Familial hypercholesterolaemia ("FH") is an inherited disease caused by variations in genes related to the clearance of LDL-cholesterol (the so-called "bad cholesterol"). As a result, FH increases the levels of LDL-cholesterol from birth within the blood stream. Over time, this continuous exposure to high LDL-cholesterol results in fat deposits ("atherosclerotic plaques") within the arteries, generally referred to as atherosclerosis. When these plaques become large and/or unstable, they can slow down the blood flow or generate blood clots obstructing the blood flow, causing heart disease or an acute heart attack. Cholesterol-lowering medications decrease levels of LDL-cholesterol, and, when administered early using effective doses, can prevent the development of atherosclerosis and heart diseases/attacks.

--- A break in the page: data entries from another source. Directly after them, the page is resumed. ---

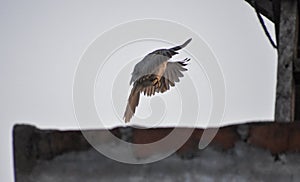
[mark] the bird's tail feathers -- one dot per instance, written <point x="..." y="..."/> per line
<point x="133" y="102"/>
<point x="181" y="46"/>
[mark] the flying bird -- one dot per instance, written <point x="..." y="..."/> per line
<point x="154" y="74"/>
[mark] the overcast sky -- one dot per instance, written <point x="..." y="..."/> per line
<point x="42" y="43"/>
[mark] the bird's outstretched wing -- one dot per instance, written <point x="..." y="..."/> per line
<point x="172" y="74"/>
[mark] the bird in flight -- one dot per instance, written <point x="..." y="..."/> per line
<point x="154" y="73"/>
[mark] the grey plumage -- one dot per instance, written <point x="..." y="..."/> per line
<point x="154" y="74"/>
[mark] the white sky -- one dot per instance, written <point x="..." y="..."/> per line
<point x="42" y="42"/>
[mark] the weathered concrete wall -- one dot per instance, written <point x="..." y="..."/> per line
<point x="34" y="149"/>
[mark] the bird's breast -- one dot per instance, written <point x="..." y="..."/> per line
<point x="161" y="69"/>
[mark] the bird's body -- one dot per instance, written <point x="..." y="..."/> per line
<point x="154" y="74"/>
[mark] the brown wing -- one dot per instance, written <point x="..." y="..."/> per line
<point x="172" y="74"/>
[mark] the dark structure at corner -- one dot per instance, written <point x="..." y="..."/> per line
<point x="285" y="15"/>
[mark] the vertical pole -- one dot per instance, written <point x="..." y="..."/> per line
<point x="287" y="52"/>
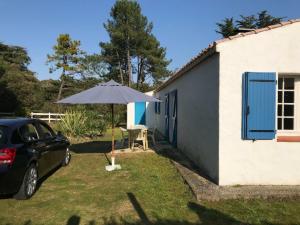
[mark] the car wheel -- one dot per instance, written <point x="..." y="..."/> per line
<point x="67" y="158"/>
<point x="29" y="183"/>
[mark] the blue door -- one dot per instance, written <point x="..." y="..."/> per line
<point x="140" y="113"/>
<point x="173" y="118"/>
<point x="259" y="106"/>
<point x="167" y="116"/>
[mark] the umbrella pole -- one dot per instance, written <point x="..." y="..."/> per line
<point x="112" y="136"/>
<point x="113" y="166"/>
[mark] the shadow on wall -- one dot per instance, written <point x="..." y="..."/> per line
<point x="206" y="216"/>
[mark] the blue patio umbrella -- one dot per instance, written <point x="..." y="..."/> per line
<point x="108" y="93"/>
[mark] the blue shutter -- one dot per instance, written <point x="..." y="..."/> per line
<point x="158" y="107"/>
<point x="174" y="118"/>
<point x="259" y="106"/>
<point x="167" y="115"/>
<point x="140" y="113"/>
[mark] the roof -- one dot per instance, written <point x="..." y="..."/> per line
<point x="211" y="49"/>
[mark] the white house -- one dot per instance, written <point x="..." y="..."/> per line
<point x="234" y="109"/>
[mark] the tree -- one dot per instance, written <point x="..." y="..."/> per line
<point x="248" y="22"/>
<point x="93" y="66"/>
<point x="66" y="57"/>
<point x="229" y="27"/>
<point x="132" y="49"/>
<point x="19" y="88"/>
<point x="226" y="27"/>
<point x="264" y="19"/>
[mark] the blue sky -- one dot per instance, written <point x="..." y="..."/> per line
<point x="184" y="27"/>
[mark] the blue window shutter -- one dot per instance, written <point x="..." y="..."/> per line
<point x="259" y="106"/>
<point x="140" y="113"/>
<point x="167" y="115"/>
<point x="158" y="107"/>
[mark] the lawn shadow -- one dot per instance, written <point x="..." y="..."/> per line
<point x="207" y="216"/>
<point x="91" y="147"/>
<point x="38" y="186"/>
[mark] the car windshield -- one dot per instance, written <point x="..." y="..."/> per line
<point x="3" y="134"/>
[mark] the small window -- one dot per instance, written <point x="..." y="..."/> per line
<point x="3" y="131"/>
<point x="157" y="107"/>
<point x="46" y="132"/>
<point x="286" y="103"/>
<point x="28" y="132"/>
<point x="16" y="138"/>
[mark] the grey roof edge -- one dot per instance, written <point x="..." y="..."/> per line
<point x="211" y="49"/>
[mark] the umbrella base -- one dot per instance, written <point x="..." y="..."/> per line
<point x="113" y="167"/>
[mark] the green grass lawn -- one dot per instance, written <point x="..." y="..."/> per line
<point x="148" y="190"/>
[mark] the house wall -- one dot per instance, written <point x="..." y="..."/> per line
<point x="260" y="162"/>
<point x="197" y="115"/>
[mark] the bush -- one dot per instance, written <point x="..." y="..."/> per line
<point x="77" y="123"/>
<point x="95" y="124"/>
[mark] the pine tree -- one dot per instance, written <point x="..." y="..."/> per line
<point x="133" y="51"/>
<point x="66" y="57"/>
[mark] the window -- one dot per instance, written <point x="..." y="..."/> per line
<point x="15" y="137"/>
<point x="157" y="107"/>
<point x="3" y="134"/>
<point x="28" y="132"/>
<point x="46" y="131"/>
<point x="286" y="103"/>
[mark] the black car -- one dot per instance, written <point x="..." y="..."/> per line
<point x="29" y="150"/>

FH affects approximately 1 in every 311 individuals but is underdiagnosed, with less than 7% currently identified in the UK. Genetic testing is the most accurate tool for diagnosing FH, but it is expensive and not available everywhere due to a lack of resources. Diagnostic tools called clinical criteria are often used instead of genetic testing in daily clinical practice. These tools use patients' characteristics including cholesterol levels, age at onset of heart diseases and family history, to make a diagnosis. Unfortunately, these tools might not work well in different populations and often fail to accurately identify FH patients. 

With our research, we aim to help find FH patients using a branch of Artificial Intelligence called Machine Learning (ML). ML consists of a set of techniques that allow the replication a specific human behaviour involving reading large amounts of information and making predictions based on the data. ML models are computer software and mathematical models derived from the data that can differentiate between disease-free individuals and affected patients. We believe that ML models can better identify FH patients than clinical diagnostic tools currently used in clinical practices.

The performance of ML models will be compared to the performance of traditional clinical diagnostic tools. This will be done by counting the number of patients who have been misclassified by current diagnostic tools and newly derived ML models. If our ML models outperform clinical diagnostic tools, they will help identify more FH patients, on a national scale and earlier in life, ultimately allowing clinicians to treat more patients and help prevent heart disease. The present proposal over 3 years would be expected to substantially improve the current detection rates of <7% UK and <5% globally, in a cost-effective, scalable fashion.